Some of these churches you have to pay to enter. If you are a woman, and you have bare shoulders, you have to cover yourself. But you won't know until you open the door. I walk toward this particular church and freeze when I turn the corner and almost run into an old woman.

Old woman doesn't accurately describe her. This woman is shrunken and wrinkled, her face like the shriveled up face of an apple doll. She is dressed all in black. Her fingers, when she reaches out to me, are gnarled twigs. Honestly, she looks like a witch in a fairy tale.

I brush past her, anxiously, thinking what I always do when I am faced with broken-ness, with hunger, with poverty, with illness, with difference-- that I have to get away from it. And then there's the immediate next thought, the one that comes from the world-- the one that says: This is a scam. She's a thief. Pretend she's not here.

These are the thoughts that make me feel better about not helping her.

I go inside the church. These churches. Oh my God. The walls are covered in priceless paintings. Sculptures. Stained glass. Ornate fixtures and candles. They are monuments to human achievement and beauty. Symbols of brilliant engineering and architecture, art, music -- the very best of what we humans can create.

You have to pay in this church. I stand in a line waiting to step up to the cashier. I am looking around for the cost of the ticket. I am gawking at the massive paintings on the walls. A woman says sternly, "Senora. Senora!"

It takes me a minute to realize she is talking to me. The cashier, clerk, whatever you call the people who take your money when you want to look inside a church. She rolls her eyes and mutters something under her breath. I am the stupid tourist in line who doesn't know it is my turn next. The one who doesn't speak the language or know the rules.

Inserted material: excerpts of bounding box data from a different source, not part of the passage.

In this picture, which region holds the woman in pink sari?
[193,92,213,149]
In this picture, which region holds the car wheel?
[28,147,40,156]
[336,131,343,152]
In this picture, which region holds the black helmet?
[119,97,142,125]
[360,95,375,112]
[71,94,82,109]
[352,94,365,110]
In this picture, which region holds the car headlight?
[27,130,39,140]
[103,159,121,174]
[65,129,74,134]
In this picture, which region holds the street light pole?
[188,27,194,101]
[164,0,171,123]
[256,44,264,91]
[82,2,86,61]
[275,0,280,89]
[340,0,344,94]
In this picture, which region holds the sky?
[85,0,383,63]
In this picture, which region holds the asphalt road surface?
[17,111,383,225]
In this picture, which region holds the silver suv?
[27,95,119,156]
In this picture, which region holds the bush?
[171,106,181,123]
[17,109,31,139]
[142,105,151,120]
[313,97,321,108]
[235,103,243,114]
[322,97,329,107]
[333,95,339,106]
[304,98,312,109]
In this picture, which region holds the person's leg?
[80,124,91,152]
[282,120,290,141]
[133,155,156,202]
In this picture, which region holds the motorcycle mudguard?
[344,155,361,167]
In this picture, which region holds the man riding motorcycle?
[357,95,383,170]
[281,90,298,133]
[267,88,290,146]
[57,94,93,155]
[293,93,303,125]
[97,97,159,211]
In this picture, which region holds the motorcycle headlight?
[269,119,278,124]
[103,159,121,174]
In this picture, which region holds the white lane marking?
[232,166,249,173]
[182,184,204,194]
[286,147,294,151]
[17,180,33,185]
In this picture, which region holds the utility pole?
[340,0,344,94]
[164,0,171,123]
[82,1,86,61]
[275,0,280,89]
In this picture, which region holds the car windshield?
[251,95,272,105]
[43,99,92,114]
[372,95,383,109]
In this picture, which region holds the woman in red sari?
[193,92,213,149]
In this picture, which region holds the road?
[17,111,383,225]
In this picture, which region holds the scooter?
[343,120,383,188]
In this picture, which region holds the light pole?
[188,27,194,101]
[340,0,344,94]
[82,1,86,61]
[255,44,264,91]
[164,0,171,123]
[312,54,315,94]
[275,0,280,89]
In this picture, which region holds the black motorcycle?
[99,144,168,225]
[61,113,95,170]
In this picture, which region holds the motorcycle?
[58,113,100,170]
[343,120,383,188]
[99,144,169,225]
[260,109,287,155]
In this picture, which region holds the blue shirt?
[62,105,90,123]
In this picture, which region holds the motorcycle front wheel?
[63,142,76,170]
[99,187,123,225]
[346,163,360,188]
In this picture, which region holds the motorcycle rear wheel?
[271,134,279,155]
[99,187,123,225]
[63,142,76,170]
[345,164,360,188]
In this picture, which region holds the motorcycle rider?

Publicly shamed, I pay the entrance fee. Any joy I had being inside the church is gone. The art on the walls is just art on the walls. More paintings of Mary holding Jesus. Saints, many of their faces modeled after whoever paid the artist to paint the painting. I am thinking of the old lady outside begging in her black clothes in the heat and scaring the crap out of tourists. I am thinking of the woman who just yelled at me. I am arguing with her in my head. I mean, what kind of customer service is that, yelling at tourists. In a freaking church.

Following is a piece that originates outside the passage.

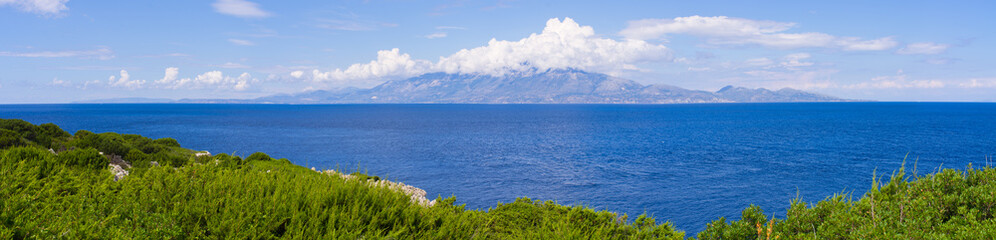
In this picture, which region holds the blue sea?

This church, like a lot of churches over here, has altars and candles. If you pay a coin, you can light a candle and say a prayer. Usually I like doing that, my old Catholic school upbringing coming back to me. People kneel at the kneelers and bless themselves. They leave pictures behind of sick and damaged loved ones. You can feel their desperation, their faith. I don't need to know the language to know what they are begging for.

Help.

Please God, hear me. Help me.

But now, in this church, my hands around the unfamiliar coins, I don't want to light a stupid candle. And why should I have to pay to say a prayer? Why should I give any of my coins to this church when right outside the door, the oldest human being I have ever seen, stands in need?

I pull every coin out of my pocket. I have no idea how much money it is. I never know what I am carrying over here. It could be two bucks. It could be twenty. Whatever. I walk past the paintings and statues and stained glass. I walk past the rolling-her-eyes-at-the-dumb-tourists clerk. I walk outside into the blazing sun.

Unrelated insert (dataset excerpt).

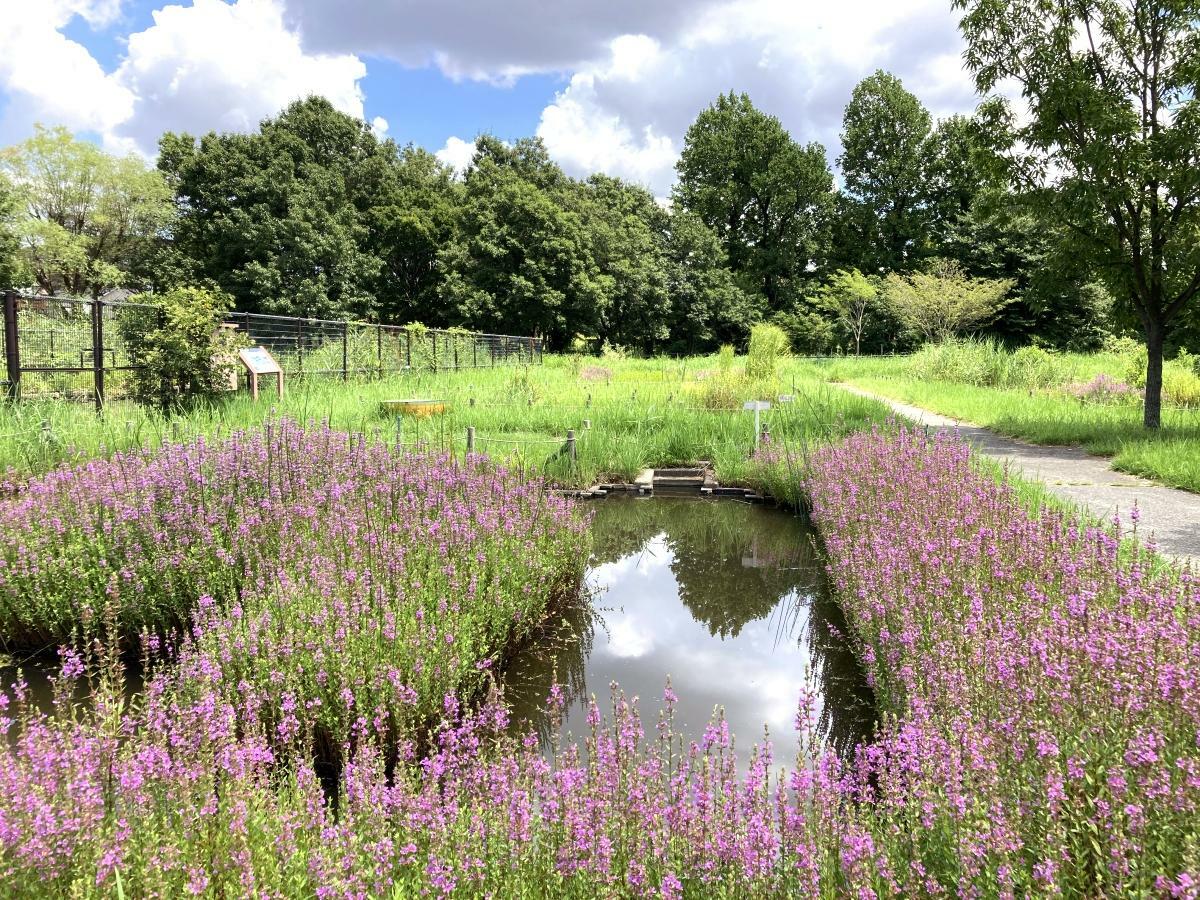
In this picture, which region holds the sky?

I look the woman in the eyes when I give her my money. They're watery and white and I don't know if she can see me, but she says, Grazie.

I sit in the courtyard and watch tourists going into and out of the church. I watch the ones who freeze when they nearly run into the woman, the ones who brush past her, the few who reach for money.  A crumpled up newspaper rolls across the courtyard like a tumbleweed. A teenager reaches to grab it before it falls into the canal.

She misses, and an older woman nearby smirks as if to say, why did you bother? Who cares? A little girl shrieks and clutches her father's hand. "Did you see the witch?" she says.

"Shh, don't say that," says her father. He smiles apologetically at me.

The little girl laughs. She lets go of her father's hand and chases the pigeons around the courtyard. A gondola glides by the crumpled newspaper in the water. The church bells ring.


Here is what I know, what I have always known--

The world is broken

The world is beautiful







2 comments:

  1. A great reminder of ALL faces of humanity. Of kindness. Of need. Of action. Be the change we want to see in the world, one word, one deed, one dear day, at a time. We never know when our last day will come knocking, or when it will slip past us.